A particle of mass `m = 1.6 xx10^(-27)` kg and charge `q=1.6xx10^(-19)C` enters a region of a uniform magnetic field of flux density 1 T. The speed of the particle is `10^(5)` m/s.

The particle leaves the field at B. Assuming that magnetic field is directed along the inward normal in the plane of the paper, find AB length and `theta`.

As the particle enters the magnetic field, it will travel in a circular path. The centre will be on the line perpendicular to its velocity and the radius r will be, `r=(mv)/(qB)`.
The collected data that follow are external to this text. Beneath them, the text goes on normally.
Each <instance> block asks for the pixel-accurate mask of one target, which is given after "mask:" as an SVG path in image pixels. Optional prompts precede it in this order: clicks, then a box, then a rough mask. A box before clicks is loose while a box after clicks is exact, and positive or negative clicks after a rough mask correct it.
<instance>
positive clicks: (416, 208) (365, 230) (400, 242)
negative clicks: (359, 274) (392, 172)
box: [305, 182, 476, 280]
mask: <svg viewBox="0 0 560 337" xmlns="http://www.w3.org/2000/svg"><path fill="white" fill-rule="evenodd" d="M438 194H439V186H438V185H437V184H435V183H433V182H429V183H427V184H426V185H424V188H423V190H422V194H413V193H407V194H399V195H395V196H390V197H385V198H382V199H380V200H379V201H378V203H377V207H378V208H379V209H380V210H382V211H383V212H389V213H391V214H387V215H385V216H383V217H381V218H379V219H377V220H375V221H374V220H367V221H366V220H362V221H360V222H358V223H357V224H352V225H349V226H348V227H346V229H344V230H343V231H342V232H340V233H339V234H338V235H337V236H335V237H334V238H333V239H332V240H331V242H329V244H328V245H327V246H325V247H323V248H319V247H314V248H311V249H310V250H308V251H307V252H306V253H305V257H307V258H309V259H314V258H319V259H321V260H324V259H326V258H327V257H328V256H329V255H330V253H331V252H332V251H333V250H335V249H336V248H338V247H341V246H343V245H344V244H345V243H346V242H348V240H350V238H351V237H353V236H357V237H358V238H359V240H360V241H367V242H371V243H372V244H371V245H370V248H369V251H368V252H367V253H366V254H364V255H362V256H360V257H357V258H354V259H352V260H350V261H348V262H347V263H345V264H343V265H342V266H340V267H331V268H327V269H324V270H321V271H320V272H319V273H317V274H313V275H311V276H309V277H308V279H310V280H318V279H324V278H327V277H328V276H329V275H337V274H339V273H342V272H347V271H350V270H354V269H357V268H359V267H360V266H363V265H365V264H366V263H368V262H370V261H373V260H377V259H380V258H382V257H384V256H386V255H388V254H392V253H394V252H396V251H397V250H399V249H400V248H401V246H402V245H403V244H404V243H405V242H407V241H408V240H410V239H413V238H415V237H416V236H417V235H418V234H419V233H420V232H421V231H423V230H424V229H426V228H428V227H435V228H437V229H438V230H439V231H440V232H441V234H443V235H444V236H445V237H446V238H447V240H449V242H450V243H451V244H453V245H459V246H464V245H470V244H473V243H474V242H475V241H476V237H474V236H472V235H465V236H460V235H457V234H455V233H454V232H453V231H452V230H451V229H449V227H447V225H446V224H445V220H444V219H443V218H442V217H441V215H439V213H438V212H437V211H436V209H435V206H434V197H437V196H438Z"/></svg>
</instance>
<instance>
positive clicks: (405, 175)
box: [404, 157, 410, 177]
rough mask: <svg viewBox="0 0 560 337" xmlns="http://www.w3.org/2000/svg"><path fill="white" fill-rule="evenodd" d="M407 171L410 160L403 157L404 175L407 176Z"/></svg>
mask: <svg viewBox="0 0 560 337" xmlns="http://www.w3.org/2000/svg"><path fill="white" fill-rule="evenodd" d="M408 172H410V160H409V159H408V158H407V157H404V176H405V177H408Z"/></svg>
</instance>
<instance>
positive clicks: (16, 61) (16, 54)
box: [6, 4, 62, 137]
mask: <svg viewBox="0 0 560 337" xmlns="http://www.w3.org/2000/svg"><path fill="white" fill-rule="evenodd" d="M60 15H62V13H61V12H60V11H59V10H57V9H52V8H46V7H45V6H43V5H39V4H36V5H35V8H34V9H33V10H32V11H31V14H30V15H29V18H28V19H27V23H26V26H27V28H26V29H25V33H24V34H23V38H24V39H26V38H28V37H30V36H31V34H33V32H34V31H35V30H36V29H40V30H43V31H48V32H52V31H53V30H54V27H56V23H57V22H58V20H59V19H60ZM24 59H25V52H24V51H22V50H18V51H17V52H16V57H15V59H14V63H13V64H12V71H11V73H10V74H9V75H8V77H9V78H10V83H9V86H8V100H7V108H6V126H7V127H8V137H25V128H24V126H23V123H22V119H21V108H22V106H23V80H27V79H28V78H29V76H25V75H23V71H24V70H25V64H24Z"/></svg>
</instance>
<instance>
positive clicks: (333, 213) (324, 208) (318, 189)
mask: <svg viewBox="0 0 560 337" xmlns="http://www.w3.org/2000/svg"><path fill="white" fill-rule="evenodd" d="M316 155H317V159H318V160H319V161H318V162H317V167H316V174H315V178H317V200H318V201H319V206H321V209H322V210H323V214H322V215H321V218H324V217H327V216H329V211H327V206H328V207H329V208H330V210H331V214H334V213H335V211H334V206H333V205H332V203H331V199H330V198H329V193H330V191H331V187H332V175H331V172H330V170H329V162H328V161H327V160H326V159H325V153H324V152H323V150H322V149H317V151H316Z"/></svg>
Direction of force will from`F=q(v xx B)` shows that centre will be outside the field as shown in figure.
Now, `angleEBO=90^(@)`
(EB is tangent to OB) and `angleEBC=45^(@)`, so `angleOBA=45^(@), angleOBA=angleOAB=45^(@)" " (OB=OA=r)`
So, `angleDAF=theta=45^(@)`
In `DeltaAOB, AB=2(OB) cos angleOBA`
`=2r cos 45^(@)`
`=2xx (mv)/(qB) *(1)/(sqrt(2))`
`=(2xx1.6 xx 10^(-27) xx 10^(5))/(1.6 xx 10^(-19) xx 1) xx (1)/(sqrt(2))`
`=1.41 xx 10^(-3) m`